"Gold"-ilocks and the Three...Bulls?
The "bugs" are getting giddy. Could an 8-year drought in returns for Precious Metals finally be coming to an end? There is no definitive move yet, but many seem to be quite anxious about the recent moves we have seen in both the metals themselves and their mining counterparts.
The most popular chart that we have seen is the massive base in Gold ($GC_F) itself, as expressed below by JC O'Hara, chief technician at MKM Partners:
Last week on CNBC's 'Trading Nation', JC said he believed that "If gold prices do push past their five-year trading range, that would be a major green light for prospective gold buyers."

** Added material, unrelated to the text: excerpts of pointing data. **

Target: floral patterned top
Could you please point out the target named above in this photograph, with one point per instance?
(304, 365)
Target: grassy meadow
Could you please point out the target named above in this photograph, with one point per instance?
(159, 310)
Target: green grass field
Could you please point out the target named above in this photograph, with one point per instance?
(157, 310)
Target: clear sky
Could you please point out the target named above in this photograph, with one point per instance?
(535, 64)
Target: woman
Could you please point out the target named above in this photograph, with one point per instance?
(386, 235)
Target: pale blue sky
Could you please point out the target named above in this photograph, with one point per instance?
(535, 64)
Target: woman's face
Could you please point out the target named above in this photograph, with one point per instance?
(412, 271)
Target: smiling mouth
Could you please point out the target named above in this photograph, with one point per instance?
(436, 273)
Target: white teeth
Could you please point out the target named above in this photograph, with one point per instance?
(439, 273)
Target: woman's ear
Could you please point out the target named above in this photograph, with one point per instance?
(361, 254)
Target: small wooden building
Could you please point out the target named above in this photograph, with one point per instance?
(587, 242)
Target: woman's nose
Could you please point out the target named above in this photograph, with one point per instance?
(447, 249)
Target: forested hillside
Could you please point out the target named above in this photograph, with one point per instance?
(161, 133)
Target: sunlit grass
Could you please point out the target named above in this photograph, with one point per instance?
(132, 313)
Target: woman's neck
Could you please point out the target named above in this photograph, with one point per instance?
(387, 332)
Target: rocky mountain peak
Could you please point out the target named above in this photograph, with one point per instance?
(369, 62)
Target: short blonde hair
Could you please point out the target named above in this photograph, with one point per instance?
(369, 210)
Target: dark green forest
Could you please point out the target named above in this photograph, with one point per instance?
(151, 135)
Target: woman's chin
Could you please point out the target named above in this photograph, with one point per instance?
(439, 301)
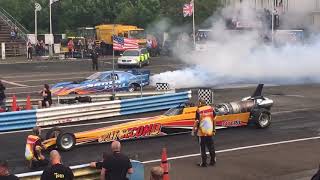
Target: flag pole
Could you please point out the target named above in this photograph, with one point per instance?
(193, 25)
(113, 93)
(35, 25)
(50, 14)
(272, 21)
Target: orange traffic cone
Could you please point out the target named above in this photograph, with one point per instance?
(164, 164)
(28, 105)
(14, 106)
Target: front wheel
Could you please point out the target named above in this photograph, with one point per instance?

Bulls have wanted to see price break above the $1400/oz. area for a while now, and we are the closest we have been in the last five years:
(Where's John Roque to talk about Brobdingnagian bases when you need him?)
Mark Tepper, CEO of Strategic Wealth Partners, has a slightly less-bullish view on the yellow rock. “We don’t own it right now. We’re not opposed to it, but it has to be for the right reason. In my opinion, there are two reasons to own gold. The first is for risk-off purposes, and the second is as an inflation hedge. And, right now, gold’s benefiting from the risk-off trade.”
However, when looking at Gold relative to multiple currencies, and not just the US Dollar, the metal has already broken to new highs, as pointed out by Mark Newton of Newton Advisors:
More specifically, Mark Ungewitter is watching Gold versus both the Euro ($XEU) and Japanese Yen ($XJY):
David Keller of Sierra Alpha Research likes the recent overbought action in the Gold & Silver Index ($XAU) and thinks that even if there's a short-term correction, we should see price eventually push higher:
But before we get too far down this road, there is one chart that we need to be paying attention to and that is the relative relationship between Silver and Gold. Historically, for a true "risk on" environment in Precious Metals, we would want to see Silver outperform Gold. Michele Schneider alludes to this phenomena in a recent post of hers. For her, she sees a potential scenario for overall inflation to pick up and thinks Precious Metals could be an ideal way to play that growing trend.
"The top chart is silver. If the price of silver remains above 14.05, that could be a sign for the ratio to finally flip. The bottom chart shows the moving averages and Bollinger bands. The red line is the 20-day moving average. Should the Silver to Gold ratio levels clear that area, I would expect to see silver to play some serious catch-up. Furthermore, with the prospect of the Federal Reserve lowering interest rates later this year, we could see inflation indicators also flip."
It's important to add that the last time this ratio saw a rally higher was in the first half of 2016. That advancement eventually failed after 5-6 months and was indeed not a sustainable move higher:
With that being said, how to the Silver charts look these days? Chris Kimble of Kimble Charting thinks that we could be on the verge up a new bull market in this metal:
In a recent article, Chris tells us that:
"Silver hit the top of this channel back in 2011 at $50, where a long-term bear market started. The 65% decline over the past 8-years has it testing the bottom of this multi-decade channel and its 23% retracement level of the low at $3.50 and high of $50. While testing the 23% level, it has created a series of level lows and lower highs. Silver looks to be creating a pattern similar to the lows back in 2001 when it was creating a base to start a multi-year bull market from. If Silver breaks above heavy resistance at (3), it is possible that it could be starting a new leg higher, similar to the breakout in 2002!"
Nick Marino, a fellow contributor to The Chart Report, covered Gold back at the end up April. Since then, the shiny metal, and the companies who mine for it have outperformed the broad equity market by a decent margin: So, how should we play this potential rally in Gold? One of the best choices to make might be through the Miners ($GDX, $GDXJ) themselves:
A longer-term view from Ryan Detrick:
And the award for "Best in Class" has to go to Kirkland Lake Gold ($KL), which has shown incredible relative strength, compared to its peer group, over the last few years:
A few other Mining stocks that are showing potential for further upside are Royal Gold ($RGLD), Agnico Eagle Mines ($AEM) and Barrick Gold ($GOLD):
While Gold and Gold Miners have indeed seen a nice rally recently, There is one other environment that I'd like to bring to your attention: 1988-1996. Over this 8-year span, we saw Gold form a very nice base which saw an attempt to finally break higher in early 1996. This is very similar to the price action we are currently witnessing. However, that upward thrust did not last and over the next three years, Gold fell from $430/oz. to around $250/oz.
Only time will tell if a new bull market in Gold is upon us. As of late the relative strength against equities has been strong, but "little brother" Silver ($SV_F) has yet to join the party in terms of performance. The physical asset needs to capture the $1400/oz. level and hold. If that occurs, Silver could possibly play catch up. There are also strong moves happening under the surface in individual mining names, as mentioned above. For this to continue, other assets such as the US Dollar ($DXY) most likely need to show sustained weakness.